The law in Poland is to carry your ID, right? So...for us that don't have ID cards, what's acceptable? I have no desire to carry around my passport...
dtaylor 9 | 823  
13 Feb 2009 /  #18
Only Passport im afraid, its stupid i think.
Seanus 15 | 19,706  
13 Feb 2009 /  #19
What's acceptable is ducking the issue by speaking English and pointing to your watch when the police approach you ;)
dtaylor 9 | 823  
13 Feb 2009 /  #20
Or ticket inspectors on the bus hehe ;)
Seanus 15 | 19,706  
13 Feb 2009 /  #21
Yeah, carrying a ticket is insurance only. It's usually good for 10 trips before an inspector comes along.
delphiandomine 86 | 18,273  
13 Feb 2009 /  #22
Only Passport im afraid, its stupid i think.

Pah, I'll stick with my driving licence and a photocopy of my passport then.
Seanus 15 | 19,706  
13 Feb 2009 /  #23
That should do the trick. They don't really check to be honest.
sobieski 107 | 2,128  
13 Feb 2009 /  #24
you have to carry your passport around as ID, something anathema to us.

I do not really see the problem here. We Belgians always(well actually since WW I when the Germans "introduced" them) had ID cards and I do not really see the problem here...
Seanus 15 | 19,706  
13 Feb 2009 /  #25
Yes but ID cards aren't passports, now are they? I wouldn't object to carrying an ID card either, in fact I did so for almost 2 years.

They are more convenient than carting a passport around.
dtaylor 9 | 823  
13 Feb 2009 /  #26
Passports can be stolen and reproduced.

Its a little harder with ID cards. And really i dont know if i want my details spread about in government offices for twits to "lose" them on a CD.

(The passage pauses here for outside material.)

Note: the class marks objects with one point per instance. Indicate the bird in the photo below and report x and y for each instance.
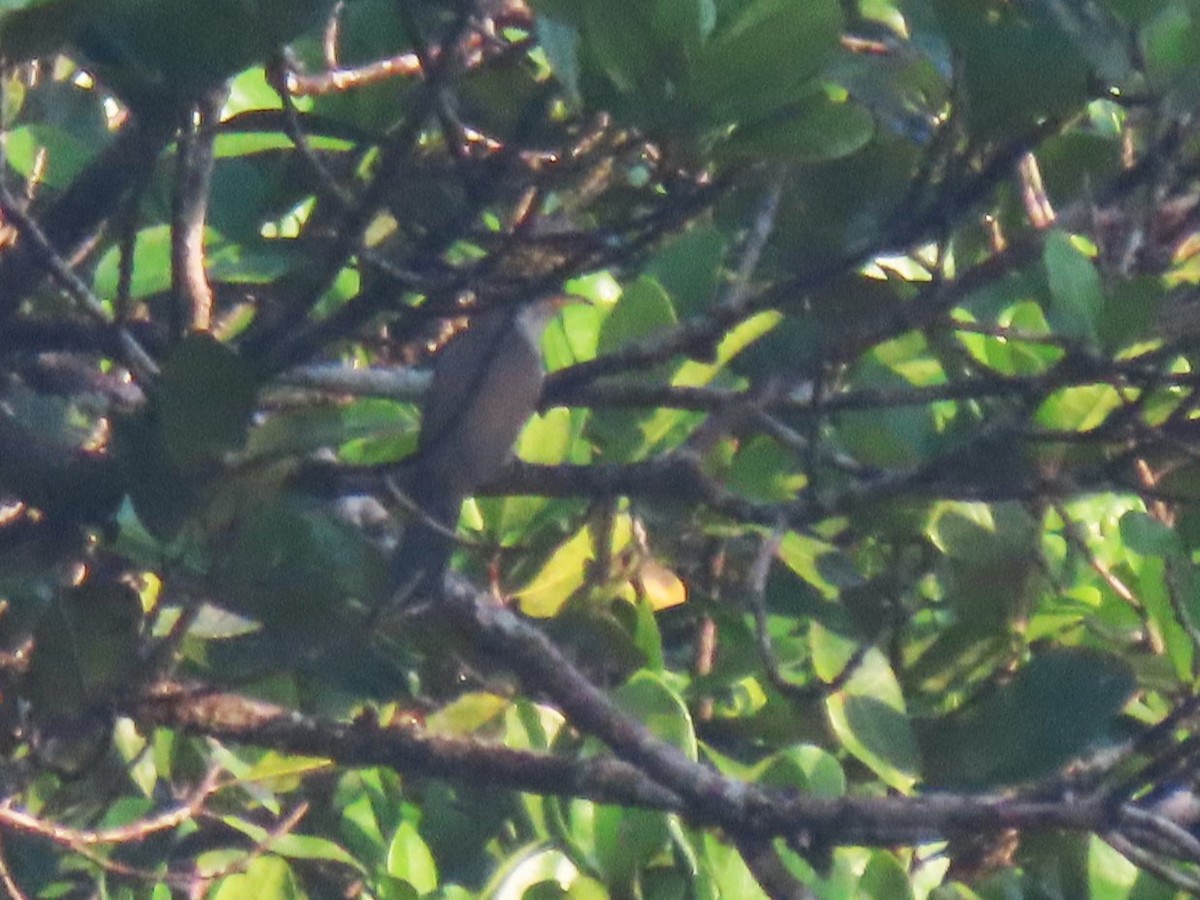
(486, 384)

Though i'd agree if you done nothing wrong, why argue against ID cards.
Seanus 15 | 19,706  
13 Feb 2009 /  #27
ID cards are the way forward. Read up on RFiD chips in America. That takes the process more than one step further. The procedure involves a surgical implant so that they can constantly monitor your whereabouts. You can also make numerous payments with it. Read up on Gemalto.
dtaylor 9 | 823  
13 Feb 2009 /  #28
I agree with having a card that does everything, but Seanus, on your theory with 9/11....who do you think needs this info?
Seanus 15 | 19,706  
13 Feb 2009 /  #29
Who? Hmm....hard to say. I think it's just a greater form of control over the people. Like a constant big brother.

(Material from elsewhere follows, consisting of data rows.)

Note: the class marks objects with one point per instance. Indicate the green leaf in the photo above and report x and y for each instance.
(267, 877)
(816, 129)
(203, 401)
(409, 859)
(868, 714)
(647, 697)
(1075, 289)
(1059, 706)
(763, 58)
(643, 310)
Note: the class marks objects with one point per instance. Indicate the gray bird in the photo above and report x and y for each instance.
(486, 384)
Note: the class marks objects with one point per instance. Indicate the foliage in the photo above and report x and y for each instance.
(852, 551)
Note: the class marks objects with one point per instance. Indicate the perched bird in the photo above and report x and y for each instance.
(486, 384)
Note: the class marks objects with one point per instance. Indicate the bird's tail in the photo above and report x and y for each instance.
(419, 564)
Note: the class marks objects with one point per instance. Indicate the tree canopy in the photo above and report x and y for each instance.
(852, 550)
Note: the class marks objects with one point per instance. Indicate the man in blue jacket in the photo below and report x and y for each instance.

Still, I'm not really that cynical on this matter. The Youtube accounts blow the matter out of proportion. Proponents of a one world government believe it is a step in the right direction.
delphiandomine 86 | 18,273  
14 Feb 2009 /  #30
Though i'd agree if you done nothing wrong, why argue against ID cards.

I argue against the UK's plans to keep a ridiculous amount of data in one (well, three) places about people. ID cards to prove identity are fine - I have absolutely no issue with them. But there is absolutely no need to hold the masses of data that the UK intends to hold on people - and anyway, with the Labour government's record of failures in IT projects, does anyone think the data will be secure?

It creates a single point of failure, and this is never good.